OHHHHHH BRO IF YOUR SMART SAID YOU A WARNING THEN RUSH WITH YOUR HDD TO THE VENDOR COZ YOUR HDD IS GOING TO DIE 100% dontwait here go now ... You wont get a solution here in this case...

thats for sure .. this is atechnical fault >... HDD WILL BE REPLACED IF IN WARRANTY


----------



## Third Eye (Dec 8, 2006)

@g_goyal2000: Check the boot priority in Bios option,if hdd is disabled then enable it....


----------



## g_goyal2000 (Dec 8, 2006)

tech_mastermind said:
			
		

> @g_goyal2000: Check the boot priority in Bios option,if hdd is disabled then enable it....

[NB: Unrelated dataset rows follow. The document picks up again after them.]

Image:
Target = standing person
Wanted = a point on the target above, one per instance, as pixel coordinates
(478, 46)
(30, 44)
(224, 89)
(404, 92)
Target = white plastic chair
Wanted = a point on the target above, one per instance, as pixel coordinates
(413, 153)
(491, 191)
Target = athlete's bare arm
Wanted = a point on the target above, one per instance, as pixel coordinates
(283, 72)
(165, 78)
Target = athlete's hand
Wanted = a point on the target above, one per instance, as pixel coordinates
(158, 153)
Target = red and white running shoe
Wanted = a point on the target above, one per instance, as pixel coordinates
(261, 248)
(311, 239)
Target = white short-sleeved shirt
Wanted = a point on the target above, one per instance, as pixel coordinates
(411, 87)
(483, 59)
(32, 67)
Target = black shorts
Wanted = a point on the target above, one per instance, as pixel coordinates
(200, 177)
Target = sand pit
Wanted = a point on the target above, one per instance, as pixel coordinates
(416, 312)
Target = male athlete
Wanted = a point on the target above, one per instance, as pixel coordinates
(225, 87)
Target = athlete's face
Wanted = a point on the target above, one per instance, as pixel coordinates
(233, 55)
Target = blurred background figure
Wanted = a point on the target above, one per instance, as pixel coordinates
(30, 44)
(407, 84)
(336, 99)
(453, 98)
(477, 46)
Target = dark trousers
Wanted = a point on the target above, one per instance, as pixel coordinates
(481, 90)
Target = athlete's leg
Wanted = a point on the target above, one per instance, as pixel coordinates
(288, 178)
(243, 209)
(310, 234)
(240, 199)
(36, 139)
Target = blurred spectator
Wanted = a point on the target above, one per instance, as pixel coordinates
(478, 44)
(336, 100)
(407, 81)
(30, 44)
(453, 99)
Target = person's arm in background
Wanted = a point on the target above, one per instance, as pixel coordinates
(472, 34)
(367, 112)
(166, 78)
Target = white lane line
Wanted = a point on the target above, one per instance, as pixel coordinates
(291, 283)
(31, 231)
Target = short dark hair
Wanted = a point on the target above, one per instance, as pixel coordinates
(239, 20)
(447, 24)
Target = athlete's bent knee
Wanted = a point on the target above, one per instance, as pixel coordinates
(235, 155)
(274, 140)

I think u didn't read the thread correctly.


----------



## Third Eye (Dec 8, 2006)

I had read the thread correctly dude....are there any bad sectors on your hdd ?


----------



## g_goyal2000 (Dec 8, 2006)

tech_mastermind said:
			
		

> I had read the thread correctly dude....are there any bad sectors on your hdd ?


No u didn't. Anyway, I can't check for bad sectors cos the drive isn't even getting detected.
I'm talking about the entire hard disk, not a partition.


----------



## g_goyal2000 (May 25, 2008)

I pretty late to post a reply but still thought I should.
Alright, that hard disk had crashed due to my faulty SMPS.
Got it replaced & SMPS fixed.


----------